What to do when hacked
These tips are among those offered on the Federal Trade Commission's "Identity Theft" web page at www.consumer.ftc.gov/features/feature-0014-identity-theft:
•Contact one of the three credit reporting companies nationally and place a fraud alert on your credit report. That company must notify the two other companies to do the same. The companies are Equifax (1-800-525-6285), Experian (1-888-397-3742) and TransUnion (1-800-680-7289).
•Order your credit report from the company to see if there are any unauthorized transactions or accounts.
•Submit a report on the ID theft to the Federal Trade Commission. Print out a copy to use as an Identity Theft Affidavit and then file a report with your local police department.
•Consider whether to extend fraud alerts on your accounts or to place credit freezes on accounts.
Letters are being sent to Lutheran Health Network patients whose personal information was included in data stolen during a cyber attack on the hospital group's parent company, Community Health Systems of Franklin, Tenn.
The attack affected data of "some" patients seen at Lutheran Health clinics and physician practices during the past five years, the area health provider said in statement emailed Monday afternoon by Alice Robinson, network vice president for planning and marketing. The statement didn't specify how many patients are involved, and Robinson said that was all of the information available yesterday afternoon.

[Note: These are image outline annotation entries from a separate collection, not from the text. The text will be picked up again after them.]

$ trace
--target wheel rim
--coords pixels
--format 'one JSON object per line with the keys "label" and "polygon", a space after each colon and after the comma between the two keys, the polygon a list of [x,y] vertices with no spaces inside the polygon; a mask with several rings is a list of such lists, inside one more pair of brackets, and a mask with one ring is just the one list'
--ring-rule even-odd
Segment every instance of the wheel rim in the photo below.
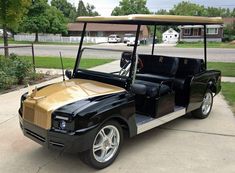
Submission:
{"label": "wheel rim", "polygon": [[202,113],[207,115],[211,110],[212,105],[212,95],[210,93],[206,93],[202,103]]}
{"label": "wheel rim", "polygon": [[113,125],[103,127],[95,137],[93,143],[94,158],[101,163],[113,158],[119,148],[120,134]]}

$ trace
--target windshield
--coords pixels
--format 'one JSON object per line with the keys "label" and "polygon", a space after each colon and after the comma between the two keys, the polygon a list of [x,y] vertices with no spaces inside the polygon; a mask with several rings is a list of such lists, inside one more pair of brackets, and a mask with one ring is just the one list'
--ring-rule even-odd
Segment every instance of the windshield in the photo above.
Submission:
{"label": "windshield", "polygon": [[125,34],[124,37],[135,37],[135,35],[134,34]]}
{"label": "windshield", "polygon": [[89,71],[127,78],[130,73],[132,53],[128,50],[84,48],[79,64],[80,70],[86,70],[88,62],[98,66]]}

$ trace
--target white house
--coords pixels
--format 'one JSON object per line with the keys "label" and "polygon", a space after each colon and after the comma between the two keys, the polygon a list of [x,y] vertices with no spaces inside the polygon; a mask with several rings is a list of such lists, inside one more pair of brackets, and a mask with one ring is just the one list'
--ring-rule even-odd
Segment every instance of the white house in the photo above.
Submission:
{"label": "white house", "polygon": [[179,40],[179,33],[170,28],[162,34],[162,41],[168,44],[177,43]]}

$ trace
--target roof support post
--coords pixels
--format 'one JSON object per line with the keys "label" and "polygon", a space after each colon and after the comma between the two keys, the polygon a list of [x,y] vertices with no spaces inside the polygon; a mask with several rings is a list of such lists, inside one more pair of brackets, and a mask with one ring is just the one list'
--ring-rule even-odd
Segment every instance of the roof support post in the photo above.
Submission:
{"label": "roof support post", "polygon": [[86,35],[86,26],[87,26],[87,23],[85,22],[84,25],[83,25],[83,30],[82,30],[81,40],[80,40],[80,44],[79,44],[79,48],[78,48],[77,58],[76,58],[75,66],[74,66],[74,69],[73,69],[73,76],[74,76],[74,74],[77,70],[78,64],[79,64],[80,59],[81,59],[82,45],[83,45],[84,37]]}
{"label": "roof support post", "polygon": [[157,25],[154,25],[152,55],[154,55],[155,42],[156,42],[156,32],[157,32]]}
{"label": "roof support post", "polygon": [[207,69],[207,38],[206,38],[206,25],[204,25],[204,61],[205,61],[205,69]]}
{"label": "roof support post", "polygon": [[137,51],[138,41],[139,41],[139,36],[140,36],[140,28],[141,28],[141,25],[139,24],[137,26],[137,31],[136,31],[136,36],[135,36],[135,45],[133,48],[133,53],[132,53],[132,58],[131,58],[132,63],[131,63],[131,68],[130,68],[130,78],[131,78],[132,83],[135,80],[135,75],[136,75],[136,70],[137,70],[138,58],[136,56],[136,51]]}

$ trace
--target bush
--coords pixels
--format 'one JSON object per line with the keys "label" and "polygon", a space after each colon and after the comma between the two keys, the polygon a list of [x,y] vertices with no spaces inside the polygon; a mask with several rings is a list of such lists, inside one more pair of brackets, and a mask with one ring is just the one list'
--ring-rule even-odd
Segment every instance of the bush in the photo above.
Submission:
{"label": "bush", "polygon": [[0,89],[23,84],[32,73],[32,64],[20,60],[15,54],[11,54],[9,58],[0,56]]}

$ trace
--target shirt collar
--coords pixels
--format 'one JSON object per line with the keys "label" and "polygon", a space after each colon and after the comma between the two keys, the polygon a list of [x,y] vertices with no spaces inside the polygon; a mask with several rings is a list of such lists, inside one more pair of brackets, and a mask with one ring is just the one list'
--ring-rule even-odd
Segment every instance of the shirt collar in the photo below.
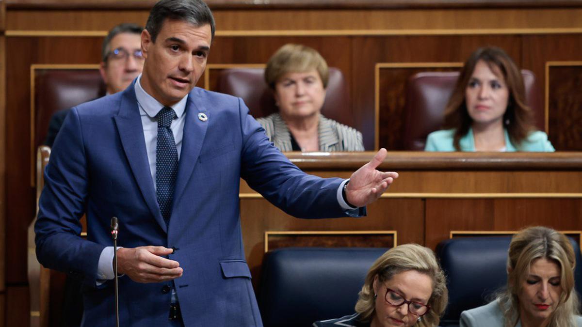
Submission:
{"label": "shirt collar", "polygon": [[[159,103],[153,97],[148,94],[147,92],[146,92],[146,90],[141,87],[141,74],[140,74],[136,81],[136,87],[134,88],[136,90],[136,98],[137,99],[137,102],[144,111],[146,112],[146,113],[150,118],[154,118],[165,106]],[[184,114],[187,101],[188,95],[186,94],[182,99],[171,106],[172,109],[174,109],[174,112],[176,112],[176,115],[178,118],[182,117],[182,115]]]}

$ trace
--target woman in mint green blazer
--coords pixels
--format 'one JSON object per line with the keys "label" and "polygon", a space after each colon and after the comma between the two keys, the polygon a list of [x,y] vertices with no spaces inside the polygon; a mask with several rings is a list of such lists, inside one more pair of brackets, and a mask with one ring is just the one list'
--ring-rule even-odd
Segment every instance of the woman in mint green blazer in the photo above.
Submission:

"The transferred information did not include any medical information or credit card information, but it did include names, addresses, birth dates, telephone numbers and Social Security numbers," the statement said.
"We take very seriously the security and confidentiality of private patient information, and we sincerely regret any concern or inconvenience to patients," the statement said. "Though we have no reason to believe that this data would ever be used, all affected patients are being notified by letter and offered free identity theft protection."
The identity theft protection will be provided for one year, Robinson said. The letters sent to patients also will include tips on how they can protect their identity.
Community Health Systems reported Monday the attack may have happened in April and June, and it included the theft of information on more than 4 million patients nationwide, The Associated Press said. The company owns, leases or operates 206 hospitals in 29 states.
The Lutheran Health statement said Community Health Systems believes the attack came from a group in China possibly looking to steal "intellectual property" — information about new ideas, inventions or processes. The hackers used sophisticated malware and technology to penetrate Community Health's security system.
Community Health since has removed the malware and taken steps to prevent future attacks, the statement said.
"We are working with federal law enforcement authorities in their investigation and will support prosecution of those responsible for this attack," Lutheran Health's statement said.